A 11 de Abril de 1975, o seu mentor morreu. “Estávamos com um êxito enorme, a primeira revista livre após o 25 de Abril, chamava-se Até Parece Mentira”, conta Freire Costa, que recorda a forma como a companhia se reuniu em seu redor, para que continuasse o trabalho de Giuseppe. Para ele era na altura impensável dirigir o Maria Vitória, mas a companhia assegurou que o ajudaria nesta nova missão. Em Outubro desse ano, produziu a revista Força, Força, Camaradas.

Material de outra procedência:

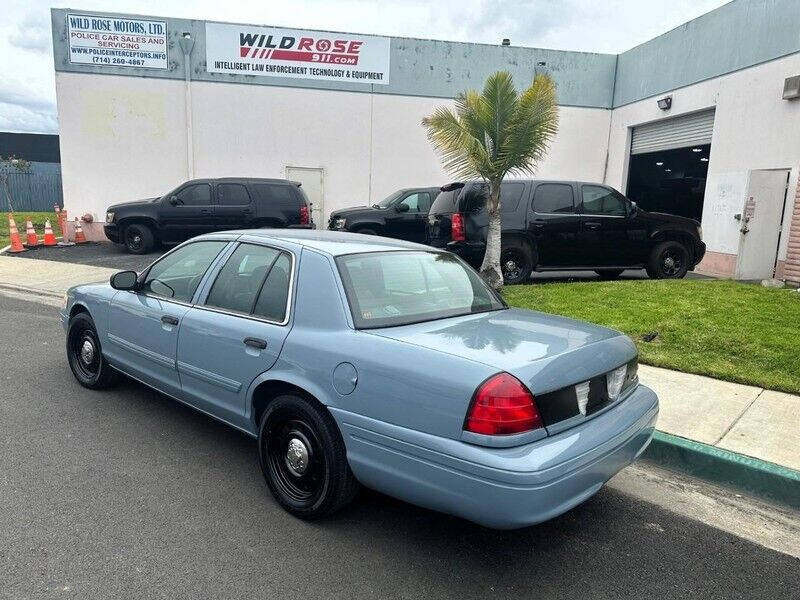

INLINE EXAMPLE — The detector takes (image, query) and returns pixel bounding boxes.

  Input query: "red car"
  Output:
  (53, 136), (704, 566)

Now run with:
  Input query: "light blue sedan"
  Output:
(62, 230), (658, 528)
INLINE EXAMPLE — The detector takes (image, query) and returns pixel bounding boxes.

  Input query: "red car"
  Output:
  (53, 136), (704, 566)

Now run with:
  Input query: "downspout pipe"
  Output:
(178, 32), (194, 179)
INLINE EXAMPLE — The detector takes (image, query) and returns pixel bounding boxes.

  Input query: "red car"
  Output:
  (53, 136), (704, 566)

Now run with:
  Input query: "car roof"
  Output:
(193, 229), (436, 256)
(440, 178), (611, 189)
(186, 177), (300, 186)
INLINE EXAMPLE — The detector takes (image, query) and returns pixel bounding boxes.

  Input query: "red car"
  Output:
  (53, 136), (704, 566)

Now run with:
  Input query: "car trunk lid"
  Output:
(372, 308), (636, 433)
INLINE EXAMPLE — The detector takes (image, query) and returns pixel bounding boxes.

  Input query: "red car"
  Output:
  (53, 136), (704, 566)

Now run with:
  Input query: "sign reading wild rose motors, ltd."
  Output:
(67, 15), (167, 69)
(206, 23), (389, 85)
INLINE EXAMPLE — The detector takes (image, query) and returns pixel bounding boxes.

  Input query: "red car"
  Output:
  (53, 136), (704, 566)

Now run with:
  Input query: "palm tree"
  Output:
(422, 71), (558, 291)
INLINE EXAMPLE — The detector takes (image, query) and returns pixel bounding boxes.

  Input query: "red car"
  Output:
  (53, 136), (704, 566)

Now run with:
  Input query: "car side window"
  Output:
(140, 241), (228, 302)
(175, 183), (211, 206)
(253, 183), (297, 206)
(217, 183), (250, 206)
(500, 182), (525, 212)
(253, 252), (292, 323)
(581, 185), (628, 217)
(206, 244), (280, 315)
(418, 192), (432, 212)
(400, 192), (430, 212)
(533, 183), (575, 214)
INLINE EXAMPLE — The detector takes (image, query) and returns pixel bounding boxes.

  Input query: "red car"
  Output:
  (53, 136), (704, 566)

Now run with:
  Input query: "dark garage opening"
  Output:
(626, 144), (711, 221)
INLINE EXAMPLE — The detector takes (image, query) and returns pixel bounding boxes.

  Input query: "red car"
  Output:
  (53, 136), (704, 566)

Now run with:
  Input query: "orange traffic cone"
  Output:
(8, 213), (25, 253)
(75, 217), (86, 244)
(44, 219), (56, 246)
(25, 219), (39, 248)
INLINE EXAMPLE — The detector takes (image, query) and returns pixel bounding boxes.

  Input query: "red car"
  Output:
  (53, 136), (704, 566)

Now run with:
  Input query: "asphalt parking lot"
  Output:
(0, 295), (800, 599)
(3, 242), (708, 283)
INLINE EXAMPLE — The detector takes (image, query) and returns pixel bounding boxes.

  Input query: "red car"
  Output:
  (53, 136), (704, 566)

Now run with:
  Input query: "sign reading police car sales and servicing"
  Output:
(206, 23), (389, 85)
(67, 15), (167, 69)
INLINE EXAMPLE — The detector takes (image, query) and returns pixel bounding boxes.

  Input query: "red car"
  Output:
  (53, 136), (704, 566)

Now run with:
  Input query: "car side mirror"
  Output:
(111, 271), (139, 290)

E nunca mais parou. “No meu pensamento estava sempre a hipótese de me ir embora. Mas eu sou o homem das crises. Passava um ano, dois anos, depois acontecia uma crise e não podia deixar o teatro. Seria um acto de cobardia”, diz. Depois de ter ficado com o menino nos braços em 1975, ainda assistiu ao terrível incêndio que destruiu o Maria Vitória em 1986 (passaram uns tempos no Maria Matos), viveu as dificuldades de duas intervenções do FMI em Portugal e agora a pandemia. “Caiu-me como uma bomba em cima. O teatro ficou fechado durante seis meses, com despesas diárias e sem um tostão de receita. Regressámos no dia 9 de Setembro com muita dificuldade. Nas cadeiras da frente ninguém se pode sentar, nas outras é uma aqui outra acolá. Estão a vir poucos, mas se calhar mais do que aos outros lados a pagar bilhete. É um contributo do público de homenagem ao Teatro Maria Vitória que, dentro da gravidade da situação no país, pelo menos teve a ousadia de divertir o público. E esta revista é muito divertida. Por exemplo, o Salgado é o Miguel Dias na prisão a tratar o guarda como se fosse o empregado do hotel”, conta divertido. E dá uma lição do que é a verdadeira revista à portuguesa: “O teatro de revista é uma manta de retalhos. Tem um roteiro e cada número tem roupa própria, texto próprio e um corte com a cortina. É um espectáculo de actualidade, é diferente de uma comédia ou de uma comédia musical, que é uma história com início, meio e fim. Na revista cada número é um fragmento e para ter sucesso tem de ter crítica política e social”. Tanto que antes do 25 de Abril era preciso alguma ginástica para contornar a censura: “Hoje pode-se dizer tudo como os malucos, mas nessa altura tudo era controlado. Curiosamente, como não pagavam [a PIDE e afins], vinham ao teatro gratuitamente, mas tinham de apresentar um cartão à entrada, logo o porteiro avisava que eles estavam aí.”
O passado já lá vai, mas e o futuro? Haverá um depois de Hélder Freire Costa? “Tenho a certeza que sim. Tenho visto que há uma série de artistas que andam por aí que, se não houver Maria Vitória, eles agarram e fazem revista”.